WCAG 2.0 is at release candidate stage and if you're bored already you should probably skip this post! One of the big things about WCAG is that they are attempting to make everything automatically testable. The idea is that you should be able to apply a tool and get an accurate idea of your conformance level. WCAG 1 had too many guidelines that you had to do by hand. Quite a chore when your site has over 30 000 pages.

One of the biggest challenges of WCAG 2.0 is readability. All your content should be written for a lower secondary level (years 7-9). There a number of tools available that you can use to determine your reading level. For instance if I run the tools over this page: then I get the following (having stripped out the html tags as they don't count as words):

Dale chall reading grade - Primary (5.6)
Flesch-kincaid grade level - 9.8
Automated readability index - 9.9
Coleman liau index - 12.8
Gunning fog score - 12.6
SMOG index - 9.6

You may know the Flesch-kincaid grade level as that is the one available in Word. As you can see our reading level is too high (but only slightly) in most of the reading indexes (except for the Dale Chall reading grade).

The Flesch-kincaid grade level is defined as 0.39 * average_words_per_sentence - 84.6 * average_syllables_per_word. Research has shown that sentence length is one of the biggest predictors for readability. But here we find a problem: since we are passing in html there a number of elements that should be treated as sentences but don't actually end in a full-stop. Eg: a heading 1 tag will rarely end in a full stop, but for the purposes of this tool it should have one.

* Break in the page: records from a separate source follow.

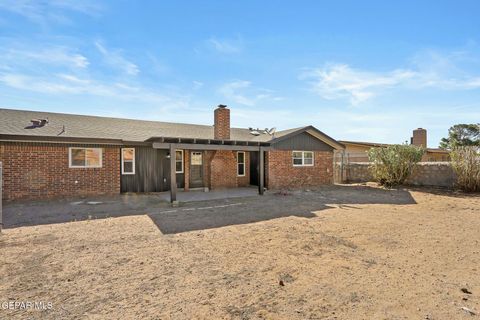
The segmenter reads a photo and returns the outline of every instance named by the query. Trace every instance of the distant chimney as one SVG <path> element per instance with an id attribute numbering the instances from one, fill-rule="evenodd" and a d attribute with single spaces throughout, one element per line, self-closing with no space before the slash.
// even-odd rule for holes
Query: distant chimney
<path id="1" fill-rule="evenodd" d="M 427 130 L 418 128 L 413 130 L 413 137 L 411 143 L 414 146 L 427 147 Z"/>
<path id="2" fill-rule="evenodd" d="M 220 104 L 214 112 L 214 139 L 230 140 L 230 109 Z"/>

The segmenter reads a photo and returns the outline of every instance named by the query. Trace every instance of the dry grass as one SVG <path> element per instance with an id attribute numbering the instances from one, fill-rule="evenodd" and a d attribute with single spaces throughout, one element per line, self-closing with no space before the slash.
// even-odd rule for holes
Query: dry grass
<path id="1" fill-rule="evenodd" d="M 0 318 L 471 318 L 461 307 L 480 312 L 480 199 L 411 195 L 417 204 L 332 203 L 313 218 L 170 235 L 148 216 L 9 229 L 0 302 L 54 309 Z"/>

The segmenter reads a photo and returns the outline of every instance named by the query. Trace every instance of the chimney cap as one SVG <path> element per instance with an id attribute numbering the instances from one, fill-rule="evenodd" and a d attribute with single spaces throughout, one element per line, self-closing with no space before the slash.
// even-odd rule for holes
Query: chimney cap
<path id="1" fill-rule="evenodd" d="M 227 107 L 226 104 L 219 104 L 219 105 L 218 105 L 218 108 L 220 108 L 220 109 L 225 109 L 226 107 Z"/>

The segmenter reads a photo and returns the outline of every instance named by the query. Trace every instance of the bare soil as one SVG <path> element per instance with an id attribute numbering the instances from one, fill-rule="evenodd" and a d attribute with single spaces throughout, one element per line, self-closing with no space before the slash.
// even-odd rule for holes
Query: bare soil
<path id="1" fill-rule="evenodd" d="M 0 304 L 0 318 L 479 317 L 478 194 L 339 186 L 235 201 L 6 229 L 0 303 L 53 309 Z"/>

Ditto for lists, as the style at the ACCC is not to put a full-stop at the end of a list item unless it is actually a full sentence.

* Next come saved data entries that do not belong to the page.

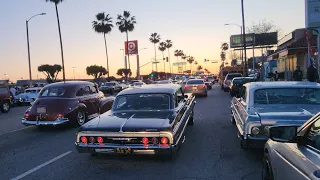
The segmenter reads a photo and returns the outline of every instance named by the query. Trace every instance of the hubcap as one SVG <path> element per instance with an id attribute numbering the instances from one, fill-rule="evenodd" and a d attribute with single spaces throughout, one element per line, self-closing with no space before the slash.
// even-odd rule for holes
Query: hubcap
<path id="1" fill-rule="evenodd" d="M 10 107 L 9 107 L 9 104 L 8 104 L 8 103 L 4 103 L 4 104 L 2 105 L 2 108 L 3 108 L 3 110 L 8 111 Z"/>
<path id="2" fill-rule="evenodd" d="M 84 112 L 82 112 L 82 111 L 78 112 L 77 119 L 78 119 L 78 123 L 79 123 L 80 125 L 84 124 L 84 122 L 85 122 Z"/>
<path id="3" fill-rule="evenodd" d="M 271 179 L 271 169 L 270 169 L 270 164 L 268 160 L 264 162 L 264 168 L 263 168 L 263 180 L 272 180 Z"/>

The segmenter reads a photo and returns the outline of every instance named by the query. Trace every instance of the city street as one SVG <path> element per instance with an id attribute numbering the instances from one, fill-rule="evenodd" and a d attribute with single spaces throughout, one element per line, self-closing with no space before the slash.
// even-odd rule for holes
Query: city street
<path id="1" fill-rule="evenodd" d="M 76 128 L 25 128 L 20 121 L 27 107 L 12 108 L 0 114 L 0 179 L 261 179 L 262 149 L 240 148 L 230 95 L 217 84 L 208 92 L 197 98 L 195 124 L 175 161 L 79 154 Z"/>

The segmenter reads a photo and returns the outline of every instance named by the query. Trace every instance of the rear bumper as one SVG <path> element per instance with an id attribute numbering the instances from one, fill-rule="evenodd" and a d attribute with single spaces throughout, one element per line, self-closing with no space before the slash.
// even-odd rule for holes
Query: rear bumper
<path id="1" fill-rule="evenodd" d="M 41 121 L 41 120 L 30 121 L 30 120 L 27 120 L 26 118 L 22 118 L 21 123 L 24 125 L 57 126 L 57 125 L 69 123 L 69 119 L 63 118 L 63 119 L 57 119 L 55 121 Z"/>
<path id="2" fill-rule="evenodd" d="M 185 89 L 184 93 L 192 93 L 194 95 L 205 95 L 205 94 L 207 94 L 207 91 L 206 90 L 193 91 L 193 90 L 186 90 Z"/>
<path id="3" fill-rule="evenodd" d="M 118 144 L 84 144 L 75 142 L 75 147 L 78 153 L 105 153 L 105 154 L 119 154 L 118 148 L 130 149 L 130 155 L 158 155 L 170 154 L 175 146 L 148 146 L 144 145 L 118 145 Z"/>
<path id="4" fill-rule="evenodd" d="M 264 147 L 265 143 L 269 139 L 267 136 L 255 137 L 255 136 L 247 135 L 246 137 L 244 137 L 243 135 L 240 135 L 240 134 L 238 134 L 238 137 L 240 140 L 245 140 L 247 144 L 250 144 L 251 146 L 258 147 L 258 148 Z"/>

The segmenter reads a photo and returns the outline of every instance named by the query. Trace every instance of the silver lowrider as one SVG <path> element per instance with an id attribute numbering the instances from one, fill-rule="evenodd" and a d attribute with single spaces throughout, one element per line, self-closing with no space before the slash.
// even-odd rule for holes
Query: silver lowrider
<path id="1" fill-rule="evenodd" d="M 269 128 L 301 126 L 320 109 L 320 85 L 311 82 L 253 82 L 245 84 L 231 101 L 242 148 L 263 145 Z"/>

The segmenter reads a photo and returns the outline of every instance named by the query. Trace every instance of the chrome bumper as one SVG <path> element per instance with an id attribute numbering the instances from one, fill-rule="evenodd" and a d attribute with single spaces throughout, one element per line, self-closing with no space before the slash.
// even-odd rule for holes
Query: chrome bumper
<path id="1" fill-rule="evenodd" d="M 63 119 L 57 119 L 55 121 L 28 121 L 26 118 L 22 118 L 21 123 L 24 125 L 43 125 L 43 126 L 56 126 L 56 125 L 61 125 L 61 124 L 66 124 L 69 122 L 68 118 L 63 118 Z"/>
<path id="2" fill-rule="evenodd" d="M 84 144 L 75 142 L 75 147 L 78 153 L 107 153 L 107 154 L 117 154 L 117 148 L 127 148 L 131 149 L 131 154 L 141 154 L 141 155 L 154 155 L 154 154 L 164 154 L 171 153 L 172 149 L 175 148 L 174 145 L 171 146 L 160 146 L 160 145 L 149 145 L 144 146 L 140 144 Z"/>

So if we add full-stops to the html where needed we get better results:

Dale chall reading grade - Primary (5.4)
Flesch-kincaid grade level - 7.4
Automated readability index - 6.8
Coleman liau index - 12.8
Gunning fog score - 10.1

Now our flesch-kincaid is much better and well within the boundaries of readability.

You'll notice that the dale-chall reading grade hasn't changed much. It is considered to be the most accurate of all reading indexes. It uses a list of 3000 common words (words that will be in the vocabulary of most of the population). If your word is not in there, then it is considered complex and the more complex words you have in a body of text the harder it is to read.

I've modified the code for the php-text-statistics project (as it doesn't take into consideration the html issue and doesn't do the Dale-chall reading grade). I'll hopefully submit this for addition to that project and then everyone can share!

And hopefully that wasn't completely boring to everyone!


Submitted by nemesis on Wed 03/09/2008 - 12:55

Having a reading level in a guideline does raise a philosophical question though. If the majority of websites target their language at a 7th-grade level, then it provides (effectively) no encouragement to the less literate members of society to improve their literacy levels; and doesn't help to improve the literacy of people reading at higher levels.

This could lead to a further dumbing down of society. Idiocracy is awfully prophetic.